Defence rapped over troop secret training

Lisa Martin

Defence is being urged to offer help accessing treatment to special forces soldiers injured while training to deal with being taken hostage in war zones.

At the behest of SAS trooper turned whistleblower Evan Donaldson, independent MP Jacqui Lambie spearheaded a push for a parliamentary inquiry into training procedures for resistance to interrogation and conduct after capture

The Senate committee tabled its report to parliament on Monday, recommending Defence conduct an audit to identify all training participants and offer them information on avenues to treat any physical or psychological injuries.

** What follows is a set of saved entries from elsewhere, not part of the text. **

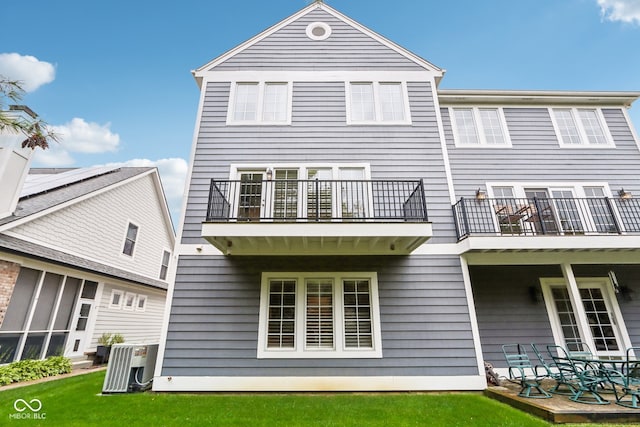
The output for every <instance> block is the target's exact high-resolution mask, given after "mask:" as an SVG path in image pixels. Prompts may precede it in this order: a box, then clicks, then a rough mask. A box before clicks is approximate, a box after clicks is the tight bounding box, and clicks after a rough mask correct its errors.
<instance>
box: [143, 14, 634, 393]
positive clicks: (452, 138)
mask: <svg viewBox="0 0 640 427" xmlns="http://www.w3.org/2000/svg"><path fill="white" fill-rule="evenodd" d="M443 74H444V71H443V70H442V69H440V68H438V67H437V66H435V65H433V64H431V63H429V62H428V61H426V60H424V59H422V58H420V57H418V56H416V55H415V54H412V53H411V52H408V51H406V50H405V49H403V48H402V47H400V46H398V45H396V44H394V43H393V42H391V41H389V40H387V39H385V38H383V37H382V36H380V35H378V34H376V33H375V32H373V31H371V30H369V29H367V28H365V27H363V26H362V25H360V24H358V23H357V22H355V21H353V20H352V19H350V18H348V17H346V16H344V15H342V14H341V13H339V12H337V11H336V10H334V9H333V8H331V7H329V6H327V5H325V4H322V3H318V2H316V3H314V4H311V5H309V6H307V7H306V8H304V9H302V10H301V11H299V12H298V13H296V14H294V15H292V16H290V17H289V18H287V19H285V20H284V21H282V22H280V23H278V24H276V25H274V26H273V27H271V28H269V29H268V30H266V31H264V32H263V33H261V34H259V35H257V36H256V37H254V38H252V39H251V40H249V41H247V42H246V43H244V44H242V45H240V46H238V47H236V48H234V49H232V50H230V51H228V52H227V53H225V54H223V55H221V56H219V57H218V58H216V59H215V60H213V61H211V62H210V63H208V64H206V65H204V66H202V67H200V68H199V69H197V70H195V71H194V76H195V78H196V81H197V83H198V85H199V86H200V88H201V97H200V104H199V110H198V117H197V122H196V132H195V137H194V141H193V151H192V158H191V162H190V172H189V184H188V192H187V194H186V196H185V209H184V211H183V218H182V220H181V223H180V227H179V236H178V243H177V245H176V250H175V254H176V256H177V257H178V262H177V267H176V269H175V271H172V274H171V277H170V282H171V284H170V287H169V303H168V306H169V309H168V310H167V313H166V316H167V317H166V318H165V325H166V329H165V336H164V338H163V340H162V343H161V348H160V356H159V360H158V366H157V369H156V375H157V377H156V379H155V381H154V385H153V387H154V390H157V391H232V390H238V391H252V390H272V391H290V390H480V389H483V388H485V387H486V381H485V376H484V366H483V361H485V360H487V361H491V362H493V363H494V364H495V365H496V366H498V367H499V366H500V364H501V362H502V355H501V354H500V345H501V344H502V343H505V342H512V341H514V340H515V341H522V342H531V341H535V342H541V343H553V342H556V343H559V344H568V343H574V342H575V341H576V340H577V339H581V340H583V341H585V342H588V343H589V344H590V345H591V346H592V347H593V348H594V349H595V350H594V351H597V352H598V353H599V354H600V353H601V354H603V355H604V354H611V355H614V354H615V355H621V354H623V353H624V350H625V348H626V347H628V346H630V345H631V344H636V345H640V318H639V316H638V315H637V314H635V313H638V312H639V310H638V305H639V304H638V303H637V302H636V301H637V300H639V299H640V281H639V279H638V277H640V274H639V273H640V266H639V264H640V237H639V235H640V205H639V204H638V202H637V199H636V198H634V195H639V196H640V182H639V181H638V178H637V175H636V173H637V172H636V171H637V170H638V168H639V167H640V146H639V143H638V139H637V137H636V136H635V135H634V133H633V130H632V127H631V124H630V121H629V119H628V117H627V115H626V109H627V108H628V107H629V106H630V104H631V103H632V102H633V101H634V100H635V99H636V98H638V96H640V93H638V92H633V93H626V92H625V93H592V92H590V93H582V92H531V91H457V90H456V91H453V90H446V91H445V90H439V89H438V85H439V83H440V80H441V79H442V78H443ZM635 290H637V291H639V292H638V295H637V296H636V295H634V291H635ZM594 321H595V323H594Z"/></svg>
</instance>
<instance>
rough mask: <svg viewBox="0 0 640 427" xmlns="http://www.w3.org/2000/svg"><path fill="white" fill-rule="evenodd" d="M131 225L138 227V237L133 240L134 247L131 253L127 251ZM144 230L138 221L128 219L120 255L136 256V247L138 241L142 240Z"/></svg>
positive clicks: (136, 236)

"The committee believes Defence should exercise greater duty of care and examine the necessity of subjecting personnel to ... training activities when they are exhausted and at high risk of physical and psychological injury," the report said.

The inquiry also called on Defence to have participants screened independently to identify and treat psychological injuries.

"The committee does not believe psychologists who participate in conduct after capture training are best placed to provide independent medical assessments of participants when the training is completed," the report said.

Soldiers should be told about the risks posed by the training before being asked to sign a volunteer consent form, the report recommended.

It called on Defence to retain medical records of individuals involved in the training and ensure the Veterans Affairs department had access to the information.

The Australian Psychological Society told the inquiry roughly 10 per cent of people may continue to be impacted with trauma symptoms after the first month.

The training is designed to teach frontline soldiers how to deal with being taken prisoners of war.

Participants are subjected to role play scenarios and interrogations in exercises that span from 12 hours to 72 hours.

Defence maintains that control measures are in place to ensure the safety and wellbeing of participants - such as the ability to withdraw, video filming, medical and psychological monitoring and debriefings.

The report said the United Kingdom no longer does this kind of training for longer than 48 hours because studies show it could induce psychosis.

Committee chair Labor senator Alex Gallacher said the inquiry was shocked by claims Defence failed to gain consent from some participants.

He said the committee heard "disturbing" evidence from officers living with chronic and debilitating injuries caused by training undertaken in 1990s.